De nombreux évangéliques s’attendent à ce que l’histoire biblique s’accorde avec les faits réels pour la bonne et simple raison qu’elle est inspirée de Dieu. Les Écritures nous enseignent pourtant que l’inspiration et la révélation sont deux choses différentes et, pour autant que je sache, tous les théologiens évangéliques s’accordent sur ce point. Cette distinction est tout particulièrement pertinente s’agissant de l’histoire biblique parce que les historiens de la Bible ne prétendent jamais avoir reçu les faits historiques par révélation. L’histoire biblique est toujours présentée comme étant basée sur des sources humaines et non sur une révélation divine, contrairement aux affirmations des prophètes. Les historiens de la Bible se réfèrent souvent à leurs sources humaines, tels le livre du Juste (Jos.10:13 ; 2 Sam. 1:18) ou celui des Chroniques des rois d’Israël ou de Juda (1 Rois 14:19, 29). La préface de Luc à son évangile en est un excellent exemple (Luc 1:1-4).

En conséquence, si un historien de la Bible utilise un texte issu d’une source humaine comportant une erreur, par exemple la traduction erronée, dans la Septante, du mot mtth de Genèse 47:31 par « bâton » au lieu de « lit », cette déformation historique des faits n’est pas toujours corrigée par l’auteur inspiré, comme nous le voyons dans Hébreux 11:21. L’idée que l’inspiration corrige ou évite toute erreur factuelle provenant des sources d’historiens de la Bible n’est pas enseignée dans les Écritures ni confirmée par le phénomène des Écritures.

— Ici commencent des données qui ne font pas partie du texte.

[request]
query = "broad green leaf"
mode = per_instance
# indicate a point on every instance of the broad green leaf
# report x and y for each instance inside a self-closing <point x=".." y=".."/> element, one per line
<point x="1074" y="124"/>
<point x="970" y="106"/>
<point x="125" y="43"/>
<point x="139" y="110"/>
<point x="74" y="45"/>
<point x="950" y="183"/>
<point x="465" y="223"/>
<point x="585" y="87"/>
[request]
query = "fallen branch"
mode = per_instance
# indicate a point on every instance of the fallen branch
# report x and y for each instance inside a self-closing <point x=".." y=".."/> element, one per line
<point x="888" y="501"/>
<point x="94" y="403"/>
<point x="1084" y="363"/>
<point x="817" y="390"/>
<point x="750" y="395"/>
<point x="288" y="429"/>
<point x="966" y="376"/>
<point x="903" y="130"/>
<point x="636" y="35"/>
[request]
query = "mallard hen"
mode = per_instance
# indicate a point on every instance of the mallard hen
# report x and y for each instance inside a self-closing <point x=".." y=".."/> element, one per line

De plus, même dans le cas d’une révélation, les évangéliques négligent souvent le fait que Dieu ait parfois adapté le message de sa révélation en fonction d’idées culturellement enracinées. Jésus enseigna que la loi sur le divorce, directement transmise par Dieu dans Deutéronome 24:1-4, fut adaptée en tenant compte de la dureté de cœur des Israélites (Mat. 19:8). Une approche du divorce, culturellement établie, fut intégrée par Dieu dans les Écritures – même si elle avait pour racine la dureté du cœur humain et se situait en deçà des normes parfaites de Dieu (Mat. 19:8 ; Marc 10:5). Bien que les valeurs parfaites de Dieu incitaient à interdire le divorce pour tout autre motif que l’adultère (Mat. 19:9), Deutéronome 24:1-4 l’autorisait pour d’autres raisons, même dans le cas d’un mari qui cesse d’aimer sa femme (Deut. 24:3 ; cf. Deut. 21:14). Calvin et d’autres théologiens ont repéré d’autres lois de l’Ancien Testament, telle celle liée à l’esclavage, qui ont été adaptées à des conceptions culturellement enracinées[i].

Pourquoi Dieu adapterait-il sa révélation à des réalités auxquelles il ne souscrivait pas, comme le divorce facile ou la propriété d’esclaves ? Parce que ces réalités étaient trop profondément ancrées dans la culture de l’époque pour en être soudain arrachées par décret. Dieu transmet sa révélation en tenant compte des racines profondes des personnes auxquelles elle parvient[ii].

À la lumière de ces éléments d’histoire et de révélation bibliques, nous pouvons commencer à comprendre pourquoi Genèse 1-11 ne s’accorde pas avec les données de la science moderne. Tout d’abord, les sources à partir desquelles l’auteur de Genèse 1-11 a dû fonder son récit dataient de plus de mille ans. La coloration mésopotamienne de l’ensemble des onze chapitres suggère que ces sources provenaient de traditions et de thèmes mésopotamiens, probablement introduits dans la culture israélite par les patriarches. Le fait que le récit du deuxième jour de la création soit bien plus proche du récit babylonien que de tout autre récit sur ce thème[iii] et qu’il en soit également ainsi du récit du déluge[iv] indique clairement que l’auteur de Genèse 1-11 se basait, au moins en partie, sur des sources mésopotamiennes[v].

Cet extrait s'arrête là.